To stay under the limit:

  • Audit the chain of every vendor you include:. Tools that flatten SPF can help, but flattening locks you to specific IPs that the vendor may rotate.
  • Replace a and mx mechanisms with explicit ip4: and ip6: ranges where you control the IPs.
  • Drop vendors you no longer use. Old include: entries accumulate.

Publishing +all

+all means "any host on the public internet may send mail as this domain and pass SPF". It exists for testing and should never appear in production. It nullifies SPF entirely and is one of the few SPF misconfigurations that anti-spam vendors will flag on its own.

Always close your record with -all (hard fail) or ~all (soft fail). Use ~all only while you are still discovering legitimate senders; tighten to -all once the inventory is stable.

Missing include: for a SaaS sender

When you add a new transactional email provider, password reset emails start failing SPF the moment you flip the DNS record on your sending domain — unless you also add that provider's include: term. The provider's onboarding docs always specify the exact term to add. Forgetting it is the single most common reason a working domain suddenly produces Fail results after a vendor migration.

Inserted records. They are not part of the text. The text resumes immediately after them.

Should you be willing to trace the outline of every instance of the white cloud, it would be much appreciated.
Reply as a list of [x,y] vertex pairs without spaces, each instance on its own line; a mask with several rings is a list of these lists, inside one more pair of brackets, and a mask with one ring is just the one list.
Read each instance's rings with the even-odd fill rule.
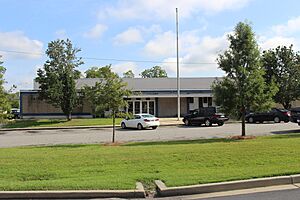
[[[216,59],[218,54],[227,49],[227,33],[220,37],[199,37],[198,30],[179,35],[180,71],[183,76],[193,76],[205,72],[205,75],[221,74]],[[168,31],[156,35],[145,46],[145,53],[153,58],[165,58],[162,67],[170,75],[176,74],[176,39],[175,33]]]
[[67,32],[65,29],[60,29],[55,31],[55,37],[59,39],[66,39],[67,38]]
[[280,24],[272,27],[277,35],[290,35],[300,32],[300,16],[288,20],[286,24]]
[[21,31],[0,32],[0,50],[24,53],[1,52],[6,57],[38,59],[43,55],[43,43],[33,40]]
[[144,47],[145,53],[150,57],[166,57],[176,53],[176,35],[168,31],[158,34],[154,39],[147,42]]
[[141,31],[137,28],[129,28],[114,38],[115,45],[127,45],[143,42]]
[[89,39],[99,39],[107,29],[106,25],[96,24],[89,31],[85,32],[83,36]]
[[132,70],[134,75],[137,77],[139,74],[137,68],[138,65],[135,62],[122,62],[112,65],[112,71],[118,73],[120,76],[123,76],[123,73],[128,70]]
[[259,44],[262,50],[274,49],[278,46],[290,46],[291,44],[297,48],[297,40],[293,37],[274,36],[263,38]]
[[174,18],[175,8],[181,18],[188,18],[196,12],[217,13],[223,10],[239,9],[251,0],[119,0],[116,6],[99,11],[98,17],[117,19],[169,19]]

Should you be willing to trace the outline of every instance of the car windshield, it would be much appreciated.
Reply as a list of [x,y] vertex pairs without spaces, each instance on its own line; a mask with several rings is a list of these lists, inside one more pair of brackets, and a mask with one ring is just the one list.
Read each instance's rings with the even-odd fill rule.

If you also send through your own MX hosts, marketing tools, helpdesk software, and CI, every one of those needs to be represented in the SPF record. Authenticating one path while breaking three is worse than not having SPF at all, because DMARC will start rejecting the others.

Verifying your record

Two checks should be part of any SPF change.

Inspect the raw record with dig

dig TXT returns the record exactly as DNS serves it, with no rewriting:

dig TXT example.com +short

Sample output for a clean record:

"v=spf1 include:_spf.sesmetric.com -all"

If the output contains two v=spf1 lines, you have the multiple-record problem. If it is empty, your DNS provider has not propagated the change yet — wait for the TTL to expire and retry.

Walk the includes with an SPF Surveyor pattern

A surveyor expands every include: and redirect recursively, counts lookups, and shows the final flattened set of allowed senders. You can build the same view yourself by repeating dig TXT against every nested name:

dig TXT _spf.sesmetric.com +short
dig TXT spf.marketing-vendor.example +short

Add one lookup for the root record, one for each direct include:, and one for any nested include: inside those. If the total exceeds 10, the record is in PermError territory regardless of what the syntax looks like.

Once dig shows a single clean record, the surveyor shows ten or fewer lookups, and your sending platform's diagnostics show spf=pass, the SPF side of your authentication is done. Pair it with DKIM and DMARC for a complete picture.